Runs against any model pi has configured — local (OMLX, LM Studio, Ollama) or remote (Anthropic, OpenAI). Defaults to your active model; append provider/model to any command to override.
Commands
| Command | What it does |
|---|---|
/bench-list [filter] |
List tasks. filter matches name, category, or tag |
/bench-run <task|category|all> |
Run one task, a whole category, or everything |
/bench-results [N] |
Recent runs. With N, per-task detail for run N |
/bench-doctor |
Check prerequisites |
/bench-cleanup |
Kill stray benchmark processes |
Tasks — 68 across 11 categories
| Category | Count | Command | What it tests |
|---|---|---|---|
| QuixBugs | 40 | /bench-run quixbugs |
Single-line Python bug fixes (upstream) |
| Terminal-Bench ports | 8 | /bench-run terminal-bench |
Tasks ported from Terminal-Bench, Docker-free |
| Hard | 7 | /bench-run hard |
Multi-step algorithms, parsing, concurrency |
| Long Context | 6 | /bench-run long-context |
Multi-file refactors, test generation, API migrations |
| Code Generation | 3 | /bench-run codegen |
Build CLIs, REST APIs, state machines from a spec |
| Performance | 2 | /bench-run perf |
Optimize O(n²) code |
| Security | 2 | /bench-run security |
Fix SQL injection and path traversal |
| File Operations | 2 | /bench-run file-operations |
Read/write/transform files |
| Mathematics | 2 | /bench-run math |
Symbolic math, arithmetic puzzles |
| Games | 2 | /bench-run games |
Game-logic and puzzle solvers |
| Data Science | 1 | /bench-run data-science |
pandas ETL |
| Debugging | 1 | /bench-run debugging |
Fix a diverging ML training loop |
Run /bench-list <category> to see individual task names.
Example
/bench-run quixbugs-python-bitcount # one task
/bench-run hard # one category
/bench-run quixbugs anthropic/claude-sonnet-4-20250514 # override model
/bench-run all # everything
/bench-results # past runs
/bench-results 1 # per-task detail
Results are written as JSON to ~/.pi/agent/pi-terminal-bench/results/.
Adding tasks
Drop a JSON file in tasks/:
{
"name": "my-task",
"description": "What this tests",
"instruction": "What the agent sees",
"setup_files": { "buggy.py": "...", "test.py": "..." },
"verify": "cd $BENCH_WORK_DIR && python3 test.py",
"timeout": 180000,
"tags": ["custom"]
}
$BENCH_WORK_DIR is replaced with the task's workspace. verify passes iff exit code is 0. Keep verifies fast (< 30s), deterministic, and scoped to the workspace.
Safety
Every task runs in an isolated temp directory with a pi-bench. prefix ($TMPDIR/pi-bench.XXXXXX). After each task — pass, fail, or abort — the runner kills lingering processes (including descendants reparented to launchd) and removes the workspace. Active workspaces are persisted to ~/.pi/agent/pi-terminal-bench/active-workdirs.txt, so /bench-cleanup can sweep orphans from crashed sessions.

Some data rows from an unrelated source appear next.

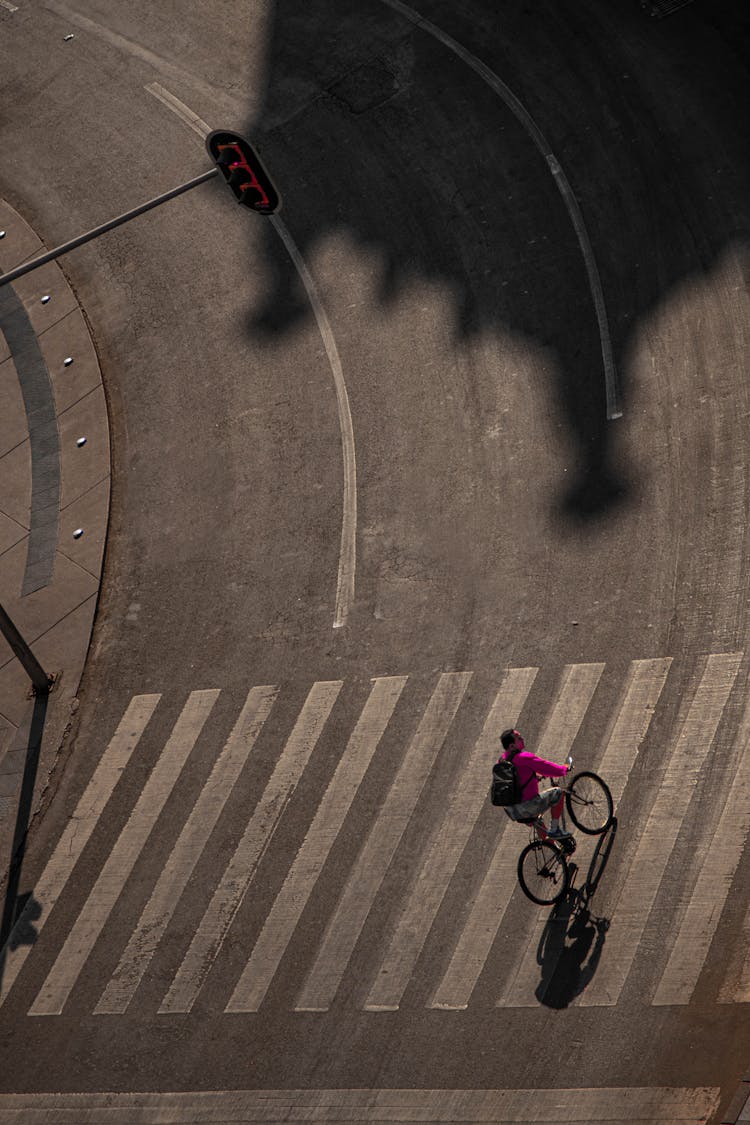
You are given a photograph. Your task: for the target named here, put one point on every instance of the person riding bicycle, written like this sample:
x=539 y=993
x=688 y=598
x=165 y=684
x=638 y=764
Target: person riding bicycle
x=530 y=768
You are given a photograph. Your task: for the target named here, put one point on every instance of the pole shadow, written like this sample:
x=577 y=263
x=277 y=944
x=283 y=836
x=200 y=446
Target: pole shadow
x=572 y=941
x=20 y=911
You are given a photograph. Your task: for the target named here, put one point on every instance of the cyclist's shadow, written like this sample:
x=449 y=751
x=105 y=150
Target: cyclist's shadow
x=572 y=941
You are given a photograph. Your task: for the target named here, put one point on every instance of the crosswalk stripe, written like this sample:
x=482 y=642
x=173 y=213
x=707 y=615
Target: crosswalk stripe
x=88 y=925
x=241 y=870
x=604 y=1105
x=188 y=849
x=645 y=681
x=654 y=847
x=579 y=682
x=448 y=842
x=720 y=863
x=75 y=836
x=298 y=885
x=735 y=986
x=643 y=686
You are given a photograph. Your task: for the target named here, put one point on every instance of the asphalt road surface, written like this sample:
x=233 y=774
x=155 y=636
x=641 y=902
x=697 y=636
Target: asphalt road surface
x=455 y=442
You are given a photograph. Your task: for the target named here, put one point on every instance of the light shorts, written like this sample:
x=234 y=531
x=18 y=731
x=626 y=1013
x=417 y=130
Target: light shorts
x=527 y=810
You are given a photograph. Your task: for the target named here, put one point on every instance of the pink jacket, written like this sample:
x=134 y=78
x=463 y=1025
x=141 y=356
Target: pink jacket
x=529 y=766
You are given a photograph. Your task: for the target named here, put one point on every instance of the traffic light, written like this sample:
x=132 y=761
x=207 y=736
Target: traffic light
x=240 y=165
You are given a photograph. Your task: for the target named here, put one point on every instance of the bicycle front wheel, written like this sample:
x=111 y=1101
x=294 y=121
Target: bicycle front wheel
x=589 y=803
x=543 y=873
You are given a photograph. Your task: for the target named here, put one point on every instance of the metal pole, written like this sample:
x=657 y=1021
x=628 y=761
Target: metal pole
x=20 y=270
x=39 y=678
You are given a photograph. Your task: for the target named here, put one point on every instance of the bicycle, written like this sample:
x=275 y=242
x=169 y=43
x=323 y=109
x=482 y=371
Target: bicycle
x=543 y=870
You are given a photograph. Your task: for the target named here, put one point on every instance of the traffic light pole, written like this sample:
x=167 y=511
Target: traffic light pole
x=20 y=270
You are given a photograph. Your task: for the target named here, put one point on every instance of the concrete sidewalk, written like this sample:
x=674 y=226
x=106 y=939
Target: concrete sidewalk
x=54 y=484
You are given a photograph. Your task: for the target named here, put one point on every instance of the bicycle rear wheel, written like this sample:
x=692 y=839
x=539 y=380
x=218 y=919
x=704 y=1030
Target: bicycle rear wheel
x=589 y=803
x=543 y=873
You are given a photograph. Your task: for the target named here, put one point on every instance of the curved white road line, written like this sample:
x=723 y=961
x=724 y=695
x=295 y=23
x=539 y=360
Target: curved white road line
x=348 y=551
x=614 y=408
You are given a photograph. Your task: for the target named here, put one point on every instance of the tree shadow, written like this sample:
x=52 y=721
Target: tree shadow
x=375 y=128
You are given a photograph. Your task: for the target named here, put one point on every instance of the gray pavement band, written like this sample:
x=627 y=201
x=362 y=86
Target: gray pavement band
x=44 y=440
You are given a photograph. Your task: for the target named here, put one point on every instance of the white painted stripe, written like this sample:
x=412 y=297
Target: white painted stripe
x=488 y=909
x=446 y=846
x=579 y=682
x=348 y=550
x=654 y=847
x=280 y=924
x=173 y=879
x=614 y=407
x=77 y=834
x=241 y=870
x=735 y=986
x=642 y=690
x=712 y=887
x=88 y=926
x=196 y=123
x=604 y=1105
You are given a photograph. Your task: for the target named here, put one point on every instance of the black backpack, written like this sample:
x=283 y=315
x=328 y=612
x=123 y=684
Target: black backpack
x=506 y=788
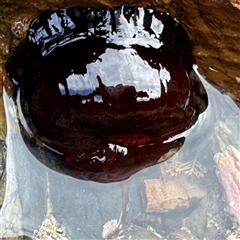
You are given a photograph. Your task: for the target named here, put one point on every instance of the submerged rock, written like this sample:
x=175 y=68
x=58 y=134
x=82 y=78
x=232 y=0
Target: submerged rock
x=228 y=171
x=105 y=89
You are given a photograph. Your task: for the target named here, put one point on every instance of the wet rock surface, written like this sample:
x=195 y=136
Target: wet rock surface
x=228 y=171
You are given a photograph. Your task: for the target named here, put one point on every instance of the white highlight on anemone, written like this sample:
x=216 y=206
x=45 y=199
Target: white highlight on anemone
x=133 y=31
x=165 y=76
x=116 y=67
x=118 y=148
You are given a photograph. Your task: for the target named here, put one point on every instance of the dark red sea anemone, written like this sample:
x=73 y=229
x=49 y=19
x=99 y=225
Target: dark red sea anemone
x=105 y=89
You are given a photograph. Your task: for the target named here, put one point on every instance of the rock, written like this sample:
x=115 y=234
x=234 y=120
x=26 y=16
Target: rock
x=164 y=196
x=49 y=230
x=228 y=171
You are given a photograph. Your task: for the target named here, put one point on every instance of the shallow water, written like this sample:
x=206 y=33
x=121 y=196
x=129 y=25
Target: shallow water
x=81 y=208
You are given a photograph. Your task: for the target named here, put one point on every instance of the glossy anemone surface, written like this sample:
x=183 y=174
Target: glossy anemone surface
x=105 y=89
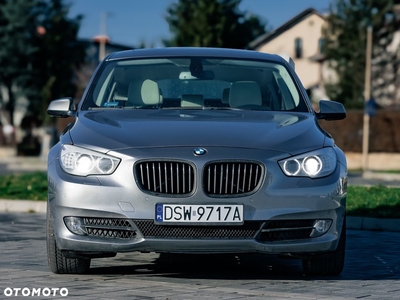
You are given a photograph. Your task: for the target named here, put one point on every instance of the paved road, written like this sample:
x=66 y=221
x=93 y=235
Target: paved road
x=372 y=271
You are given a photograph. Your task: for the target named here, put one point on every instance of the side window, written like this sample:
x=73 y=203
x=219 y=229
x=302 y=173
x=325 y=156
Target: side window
x=298 y=46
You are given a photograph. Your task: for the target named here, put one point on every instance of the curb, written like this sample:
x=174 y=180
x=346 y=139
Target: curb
x=356 y=223
x=24 y=206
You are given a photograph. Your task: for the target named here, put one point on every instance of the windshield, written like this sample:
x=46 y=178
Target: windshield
x=194 y=83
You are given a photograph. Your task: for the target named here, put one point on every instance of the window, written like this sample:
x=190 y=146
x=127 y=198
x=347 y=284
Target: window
x=298 y=44
x=321 y=45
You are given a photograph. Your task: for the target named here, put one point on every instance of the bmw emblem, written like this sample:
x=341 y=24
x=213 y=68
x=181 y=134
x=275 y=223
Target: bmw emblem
x=199 y=151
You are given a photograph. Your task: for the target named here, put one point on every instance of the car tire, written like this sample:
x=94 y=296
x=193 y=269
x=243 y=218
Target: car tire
x=329 y=264
x=58 y=263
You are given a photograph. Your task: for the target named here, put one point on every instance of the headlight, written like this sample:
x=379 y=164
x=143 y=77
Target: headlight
x=314 y=164
x=82 y=162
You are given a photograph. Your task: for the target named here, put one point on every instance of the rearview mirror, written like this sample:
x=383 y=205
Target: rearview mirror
x=331 y=110
x=61 y=108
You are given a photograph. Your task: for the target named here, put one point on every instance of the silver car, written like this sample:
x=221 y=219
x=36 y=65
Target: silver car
x=196 y=150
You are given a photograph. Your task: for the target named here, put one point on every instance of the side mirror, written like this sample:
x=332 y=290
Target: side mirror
x=61 y=108
x=331 y=110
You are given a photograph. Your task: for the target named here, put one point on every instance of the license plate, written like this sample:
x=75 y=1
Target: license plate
x=227 y=214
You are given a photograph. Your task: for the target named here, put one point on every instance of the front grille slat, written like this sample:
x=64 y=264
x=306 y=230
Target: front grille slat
x=150 y=230
x=109 y=228
x=165 y=177
x=232 y=178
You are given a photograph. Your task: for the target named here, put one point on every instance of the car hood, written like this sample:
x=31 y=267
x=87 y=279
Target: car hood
x=118 y=129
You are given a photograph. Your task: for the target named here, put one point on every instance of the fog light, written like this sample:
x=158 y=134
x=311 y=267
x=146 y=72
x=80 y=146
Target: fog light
x=75 y=225
x=320 y=227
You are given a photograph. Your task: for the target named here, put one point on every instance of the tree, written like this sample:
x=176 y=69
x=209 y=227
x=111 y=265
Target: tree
x=212 y=23
x=345 y=46
x=17 y=26
x=60 y=55
x=38 y=53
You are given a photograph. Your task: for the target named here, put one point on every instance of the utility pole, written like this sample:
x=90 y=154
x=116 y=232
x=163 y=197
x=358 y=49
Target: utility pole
x=367 y=97
x=102 y=39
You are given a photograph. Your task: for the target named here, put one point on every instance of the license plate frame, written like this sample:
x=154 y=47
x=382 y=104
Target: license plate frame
x=199 y=214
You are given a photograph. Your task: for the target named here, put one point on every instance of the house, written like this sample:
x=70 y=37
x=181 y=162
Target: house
x=301 y=39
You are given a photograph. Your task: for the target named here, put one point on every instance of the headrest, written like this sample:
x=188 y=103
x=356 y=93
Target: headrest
x=245 y=93
x=225 y=96
x=192 y=100
x=143 y=93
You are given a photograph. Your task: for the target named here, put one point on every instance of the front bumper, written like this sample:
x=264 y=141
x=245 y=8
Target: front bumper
x=289 y=204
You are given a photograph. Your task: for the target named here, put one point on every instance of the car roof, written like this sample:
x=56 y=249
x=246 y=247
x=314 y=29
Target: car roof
x=195 y=51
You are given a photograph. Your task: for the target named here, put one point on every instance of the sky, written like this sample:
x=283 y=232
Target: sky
x=131 y=22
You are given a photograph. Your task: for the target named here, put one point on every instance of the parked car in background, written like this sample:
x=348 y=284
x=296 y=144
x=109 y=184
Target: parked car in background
x=196 y=150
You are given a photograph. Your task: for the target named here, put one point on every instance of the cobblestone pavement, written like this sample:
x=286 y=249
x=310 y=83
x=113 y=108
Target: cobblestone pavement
x=372 y=271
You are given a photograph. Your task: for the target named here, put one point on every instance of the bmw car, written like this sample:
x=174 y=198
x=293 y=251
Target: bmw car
x=196 y=151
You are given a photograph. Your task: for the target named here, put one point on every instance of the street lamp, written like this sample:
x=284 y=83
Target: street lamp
x=102 y=39
x=367 y=97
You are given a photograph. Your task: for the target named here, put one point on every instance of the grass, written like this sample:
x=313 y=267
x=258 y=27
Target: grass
x=376 y=201
x=30 y=186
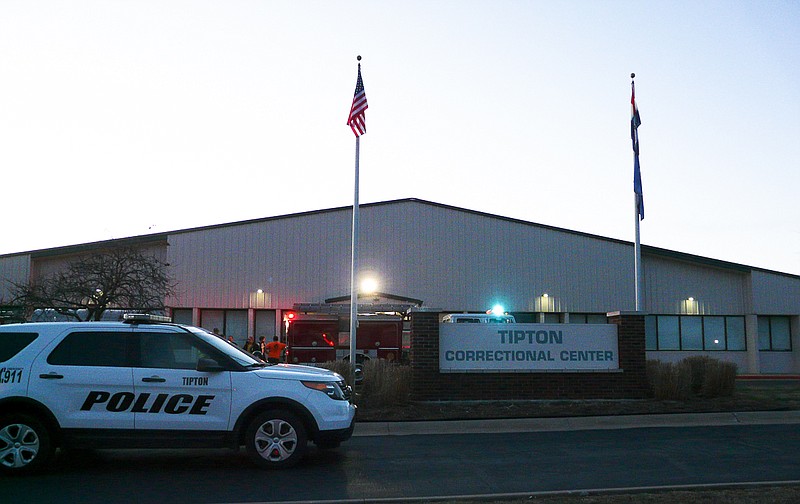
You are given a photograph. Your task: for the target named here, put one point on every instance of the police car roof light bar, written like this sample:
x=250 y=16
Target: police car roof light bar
x=144 y=318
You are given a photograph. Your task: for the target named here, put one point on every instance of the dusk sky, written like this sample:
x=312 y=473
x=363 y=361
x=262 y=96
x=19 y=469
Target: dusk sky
x=122 y=118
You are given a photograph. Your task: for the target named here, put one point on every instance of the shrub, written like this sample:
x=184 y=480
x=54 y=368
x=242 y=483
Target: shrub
x=692 y=376
x=720 y=379
x=669 y=381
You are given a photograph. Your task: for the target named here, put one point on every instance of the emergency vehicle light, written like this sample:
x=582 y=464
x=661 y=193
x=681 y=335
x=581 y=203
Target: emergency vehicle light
x=138 y=318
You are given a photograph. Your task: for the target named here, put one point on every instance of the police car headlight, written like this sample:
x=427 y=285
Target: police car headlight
x=331 y=389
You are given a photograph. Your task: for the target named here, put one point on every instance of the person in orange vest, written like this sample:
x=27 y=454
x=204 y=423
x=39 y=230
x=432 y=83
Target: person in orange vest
x=275 y=350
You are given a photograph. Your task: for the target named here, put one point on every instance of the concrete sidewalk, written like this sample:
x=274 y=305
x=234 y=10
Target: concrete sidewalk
x=574 y=423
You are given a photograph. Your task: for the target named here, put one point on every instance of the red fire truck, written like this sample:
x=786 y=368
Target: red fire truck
x=321 y=337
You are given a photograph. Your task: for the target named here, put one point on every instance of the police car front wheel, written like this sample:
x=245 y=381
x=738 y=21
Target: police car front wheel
x=25 y=444
x=276 y=439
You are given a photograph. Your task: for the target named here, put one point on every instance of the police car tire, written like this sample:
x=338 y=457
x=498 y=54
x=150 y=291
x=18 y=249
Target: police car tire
x=276 y=439
x=25 y=444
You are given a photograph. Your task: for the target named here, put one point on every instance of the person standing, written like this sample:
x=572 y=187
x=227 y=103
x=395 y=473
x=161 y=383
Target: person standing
x=276 y=350
x=250 y=345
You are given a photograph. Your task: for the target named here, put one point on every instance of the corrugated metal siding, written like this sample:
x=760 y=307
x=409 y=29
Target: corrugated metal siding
x=775 y=294
x=14 y=268
x=294 y=259
x=669 y=283
x=466 y=261
x=448 y=258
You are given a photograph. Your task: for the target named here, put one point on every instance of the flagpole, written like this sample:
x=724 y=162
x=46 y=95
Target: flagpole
x=357 y=124
x=637 y=256
x=353 y=268
x=638 y=205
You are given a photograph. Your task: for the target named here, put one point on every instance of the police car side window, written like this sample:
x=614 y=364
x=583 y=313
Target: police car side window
x=12 y=343
x=91 y=349
x=170 y=350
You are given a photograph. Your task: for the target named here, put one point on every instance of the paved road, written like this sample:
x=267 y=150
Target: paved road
x=413 y=465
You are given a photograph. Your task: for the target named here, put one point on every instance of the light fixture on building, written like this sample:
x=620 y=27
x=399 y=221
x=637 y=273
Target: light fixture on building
x=691 y=306
x=369 y=285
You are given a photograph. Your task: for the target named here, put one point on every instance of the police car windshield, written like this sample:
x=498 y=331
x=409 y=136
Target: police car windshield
x=234 y=352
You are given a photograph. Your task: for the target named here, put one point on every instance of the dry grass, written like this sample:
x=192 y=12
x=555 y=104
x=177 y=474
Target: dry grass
x=693 y=376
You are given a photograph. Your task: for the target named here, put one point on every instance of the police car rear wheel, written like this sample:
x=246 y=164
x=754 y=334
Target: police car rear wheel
x=276 y=439
x=25 y=444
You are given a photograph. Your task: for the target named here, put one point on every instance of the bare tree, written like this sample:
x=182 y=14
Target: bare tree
x=120 y=277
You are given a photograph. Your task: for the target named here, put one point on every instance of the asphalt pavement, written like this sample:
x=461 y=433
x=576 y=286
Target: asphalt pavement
x=574 y=423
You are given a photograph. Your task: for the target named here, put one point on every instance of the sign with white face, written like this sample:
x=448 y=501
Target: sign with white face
x=465 y=348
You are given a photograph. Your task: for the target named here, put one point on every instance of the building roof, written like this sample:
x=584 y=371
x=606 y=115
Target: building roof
x=162 y=237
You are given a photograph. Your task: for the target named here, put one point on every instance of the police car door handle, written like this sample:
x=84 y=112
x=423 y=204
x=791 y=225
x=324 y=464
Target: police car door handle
x=51 y=376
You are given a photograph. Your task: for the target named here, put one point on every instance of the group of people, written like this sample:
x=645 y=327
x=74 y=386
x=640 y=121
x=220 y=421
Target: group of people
x=274 y=351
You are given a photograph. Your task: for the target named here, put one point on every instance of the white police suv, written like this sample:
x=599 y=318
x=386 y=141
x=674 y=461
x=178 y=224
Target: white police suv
x=151 y=384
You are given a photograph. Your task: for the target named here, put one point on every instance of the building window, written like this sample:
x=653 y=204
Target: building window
x=588 y=318
x=774 y=333
x=694 y=332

Every cleanup path is scoped strictly to paths matching pi-bench. — Homebrew, Xcode, git, and any other tool's temp files are untouchable.
Timeouts
Each task has a timeout (default 180s; harder tasks use 240s or 360s). If a command hangs, the agent gets a 2× extended window to recover with a steer message explaining the timeout. If the agent makes no file changes, the task is recorded as FAIL — never a false PASS.
Contributing
PRs welcome. Terminal-Bench has 241 Docker-based tasks; we've ported a subset that runs without Docker and will expand over time.